35. Is there a version of the Alternate Segment Theorem for three-dimensional geometry?

The Alternate Segment Theorem as typically stated applies to two-dimensional circle geometry. While similar principles may apply to spheres or other three-dimensional curved surfaces, they would be considered separate theorems with their own specific statements and proofs.

36. Can the Alternate Segment Theorem be used to prove other circle theorems?

Yes, the Alternate Segment Theorem can be used as a stepping stone to prove other circle theorems. For example, it can be used in proofs involving relationships between tangents and chords, or in demonstrating properties of cyclic quadrilaterals.

37. How does the Alternate Segment Theorem help in understanding the concept of angle bisectors in circles?

While not directly related to angle bisectors, the Alternate Segment Theorem can be used in conjunction with theorems about angle bisectors in circles. For instance, it can help in problems where a tangent-chord angle needs to be related to an angle bisector of a cyclic quadrilateral.

38. How can the Alternate Segment Theorem be used in constructing proofs about cyclic quadrilaterals?

The Alternate Segment Theorem can be valuable in proofs involving cyclic quadrilaterals, especially when tangents are involved. It provides a way to relate external angles (formed by tangents) to internal angles of the quadrilateral, which can be crucial in establishing or proving properties of these shapes.

39. What role does the Alternate Segment Theorem play in the study of circle theorems?

The Alternate Segment Theorem is a fundamental result in the study of circle theorems. It bridges the concepts of tangents and inscribed angles, providing a key relationship that is often used in conjunction with other circle theorems to solve complex geometric problems.

40. How can the Alternate Segment Theorem be applied in problems involving intersecting circles?

In problems with intersecting circles, the Alternate Segment Theorem can be applied to each circle individually. This can be particularly useful when dealing with common tangents to two circles, as it provides relationships between tangent-chord angles and inscribed angles in each circle.

41. How does the Alternate Segment Theorem relate to the concept of inscribed and circumscribed circles?

The Alternate Segment Theorem primarily deals with a single circle, but it can be useful in problems involving inscribed or circumscribed circles. For instance, when a triangle is inscribed in a circle, the theorem can help relate angles formed by the sides of the triangle (which are chords of the circle) to angles formed by tangents at the vertices.

42. What's the importance of the Alternate Segment Theorem in competitive mathematics?

In competitive mathematics, the Alternate Segment Theorem is a powerful tool for solving complex geometry problems efficiently.
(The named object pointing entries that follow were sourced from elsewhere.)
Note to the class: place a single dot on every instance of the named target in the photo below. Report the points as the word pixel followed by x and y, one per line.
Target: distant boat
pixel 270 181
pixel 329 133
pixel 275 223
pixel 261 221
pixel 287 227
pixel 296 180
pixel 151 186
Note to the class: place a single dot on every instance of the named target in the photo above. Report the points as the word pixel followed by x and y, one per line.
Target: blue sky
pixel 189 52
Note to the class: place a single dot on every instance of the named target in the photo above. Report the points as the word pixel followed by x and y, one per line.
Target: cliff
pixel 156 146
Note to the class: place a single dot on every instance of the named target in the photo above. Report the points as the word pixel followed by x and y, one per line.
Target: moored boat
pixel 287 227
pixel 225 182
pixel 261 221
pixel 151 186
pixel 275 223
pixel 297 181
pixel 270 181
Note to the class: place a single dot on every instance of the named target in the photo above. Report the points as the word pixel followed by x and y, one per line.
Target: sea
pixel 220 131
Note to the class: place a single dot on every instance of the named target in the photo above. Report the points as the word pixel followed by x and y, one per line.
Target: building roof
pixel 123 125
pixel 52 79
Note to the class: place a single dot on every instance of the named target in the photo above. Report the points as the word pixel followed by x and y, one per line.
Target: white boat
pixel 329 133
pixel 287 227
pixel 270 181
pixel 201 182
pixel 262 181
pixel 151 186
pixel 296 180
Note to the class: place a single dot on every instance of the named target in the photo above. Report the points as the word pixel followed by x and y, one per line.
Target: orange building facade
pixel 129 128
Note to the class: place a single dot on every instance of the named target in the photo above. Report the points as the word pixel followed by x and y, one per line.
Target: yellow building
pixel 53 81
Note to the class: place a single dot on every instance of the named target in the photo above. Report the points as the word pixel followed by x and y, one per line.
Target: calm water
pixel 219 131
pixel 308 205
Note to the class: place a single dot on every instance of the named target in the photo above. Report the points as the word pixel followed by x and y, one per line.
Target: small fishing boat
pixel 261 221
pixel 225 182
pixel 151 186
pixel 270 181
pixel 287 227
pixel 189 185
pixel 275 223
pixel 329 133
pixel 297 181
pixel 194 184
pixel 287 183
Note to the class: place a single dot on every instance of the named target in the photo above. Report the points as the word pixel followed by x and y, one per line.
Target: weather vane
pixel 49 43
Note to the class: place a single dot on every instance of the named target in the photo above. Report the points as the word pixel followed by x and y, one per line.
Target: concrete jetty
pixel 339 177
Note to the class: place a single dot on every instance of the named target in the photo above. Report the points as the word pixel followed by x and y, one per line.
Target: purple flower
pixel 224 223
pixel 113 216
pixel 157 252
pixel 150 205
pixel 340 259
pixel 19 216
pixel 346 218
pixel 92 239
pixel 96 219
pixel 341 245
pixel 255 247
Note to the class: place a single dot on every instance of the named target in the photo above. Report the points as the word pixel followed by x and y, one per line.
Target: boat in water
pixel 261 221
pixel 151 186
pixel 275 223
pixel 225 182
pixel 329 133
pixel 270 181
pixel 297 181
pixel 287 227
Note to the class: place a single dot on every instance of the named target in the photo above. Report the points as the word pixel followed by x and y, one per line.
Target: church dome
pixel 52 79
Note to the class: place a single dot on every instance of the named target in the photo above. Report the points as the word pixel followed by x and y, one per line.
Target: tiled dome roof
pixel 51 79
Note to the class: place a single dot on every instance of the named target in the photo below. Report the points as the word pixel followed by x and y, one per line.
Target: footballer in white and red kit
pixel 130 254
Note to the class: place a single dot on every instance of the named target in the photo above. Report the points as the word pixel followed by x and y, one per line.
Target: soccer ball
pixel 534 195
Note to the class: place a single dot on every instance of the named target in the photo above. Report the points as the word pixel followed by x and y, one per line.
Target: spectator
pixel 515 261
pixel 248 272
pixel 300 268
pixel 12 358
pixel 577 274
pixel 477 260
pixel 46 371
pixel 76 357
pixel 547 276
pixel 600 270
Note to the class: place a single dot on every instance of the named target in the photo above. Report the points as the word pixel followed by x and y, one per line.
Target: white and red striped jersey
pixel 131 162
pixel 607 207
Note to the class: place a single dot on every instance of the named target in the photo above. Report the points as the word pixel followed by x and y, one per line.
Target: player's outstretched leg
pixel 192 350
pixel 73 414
Its simple yet profound relationship often provides a key insight or shortcut in multi-step problems involving circles, tangents, and chords.

43. How can the Alternate Segment Theorem be used to solve problems involving the area of circular segments?

The Alternate Segment Theorem can be helpful in problems involving circular segments. By relating the tangent-chord angle to the angle in the alternate segment, it can provide a way to calculate angles needed for determining the area of a segment, especially when combined with trigonometric methods.

44. What's the connection between the Alternate Segment Theorem and the properties of cyclic quadrilaterals?

The Alternate Segment Theorem can be particularly useful when dealing with cyclic quadrilaterals that have a side tangent to the circumcircle. In such cases, the theorem provides a direct relationship between this external tangent-chord angle and an internal angle of the quadrilateral, aiding in angle calculations and proofs.

45. Can the Alternate Segment Theorem be generalized or extended to other geometric shapes?

The Alternate Segment Theorem is specific to circles due to their unique properties. While similar relationships might exist for other curves, they would need to be separately derived and would likely not have the same simple form. The theorem showcases the special nature of circles in geometry.